Why does SAS PROC GLIMMIX give me VERY different random slopes than glmer (lme4) for a binomial glmm

Question

I am a user more familiar with R, and have been trying to estimate random slopes (selection coefficients) for about 35 individuals over 5 years for four habitat variables. The response variable is whether a location was "used" (1) or "available" (0) habitat ("use" below).

I am using a Windows 64-bit computer.

In R version 3.1.0, I use the data and expression below. PS, TH, RS, and HW are fixed effects (standardized, measured distance to habitat types). lme4 V 1.1-7.

str(dat)
'data.frame':   359756 obs. of  7 variables:
 $ use     : num  1 1 1 1 1 1 1 1 1 1 ...
 $ Year    : Factor w/ 5 levels "1","2","3","4",..: 4 4 4 4 4 4 4 4 3 4 ...
 $ ID      : num  306 306 306 306 306 306 306 306 162 306 ...
 $ PS: num  -0.32 -0.317 -0.317 -0.318 -0.317 ...
 $ TH: num  -0.211 -0.211 -0.211 -0.213 -0.22 ...
 $ RS: num  -0.337 -0.337 -0.337 -0.337 -0.337 ...
 $ HW: num  -0.0258 -0.19 -0.19 -0.19 -0.4561 ...

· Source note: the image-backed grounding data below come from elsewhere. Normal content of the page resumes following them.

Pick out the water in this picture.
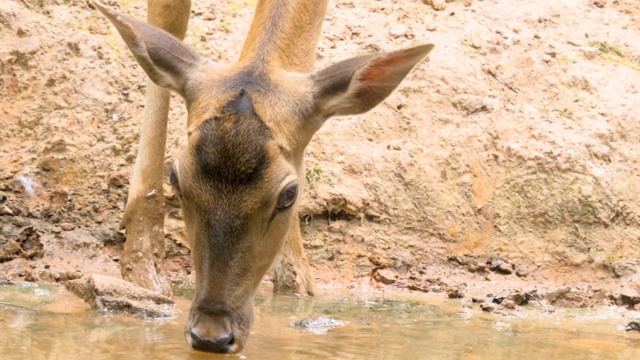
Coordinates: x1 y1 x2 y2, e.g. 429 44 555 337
1 282 639 359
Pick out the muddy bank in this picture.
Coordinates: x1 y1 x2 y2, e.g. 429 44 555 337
1 0 640 315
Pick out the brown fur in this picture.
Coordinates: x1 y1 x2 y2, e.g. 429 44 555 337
92 0 433 354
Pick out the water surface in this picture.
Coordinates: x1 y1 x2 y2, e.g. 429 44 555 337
1 282 639 359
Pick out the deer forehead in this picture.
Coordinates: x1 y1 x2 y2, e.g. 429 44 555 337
178 89 298 206
185 66 315 143
194 96 273 191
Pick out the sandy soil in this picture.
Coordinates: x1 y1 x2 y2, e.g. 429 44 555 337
1 0 640 314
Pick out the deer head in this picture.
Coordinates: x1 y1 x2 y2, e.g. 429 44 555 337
94 1 432 353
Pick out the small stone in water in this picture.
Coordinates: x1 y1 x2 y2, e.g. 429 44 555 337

glmer(use ~  PS + TH + RS + HW +
     (1 + PS + TH + RS + HW |ID/Year),
     family = binomial, data = dat, control=glmerControl(optimizer="bobyqa"))

glmer gives me parameter estimates for the fixed effects that make sense to me, and the random slopes (which I interpret as selection coefficients to each habitat type) also make sense when I investigate the data qualitatively. The log-likelihood for the model is -3050.8.

However, most research in animal ecology do not use R because with animal location data, spatial autocorrelation can make the standard errors prone to type I error. While R uses model-based standard errors, empirical (also Huber-white or sandwich) standard errors are preferred.

While R does not currently offer this option (to my knowledge - PLEASE, correct me if I am wrong), SAS does - although I do not have access to SAS, a colleague agreed to let me borrow his computer to determine if the standard errors change significantly when the empirical method is used.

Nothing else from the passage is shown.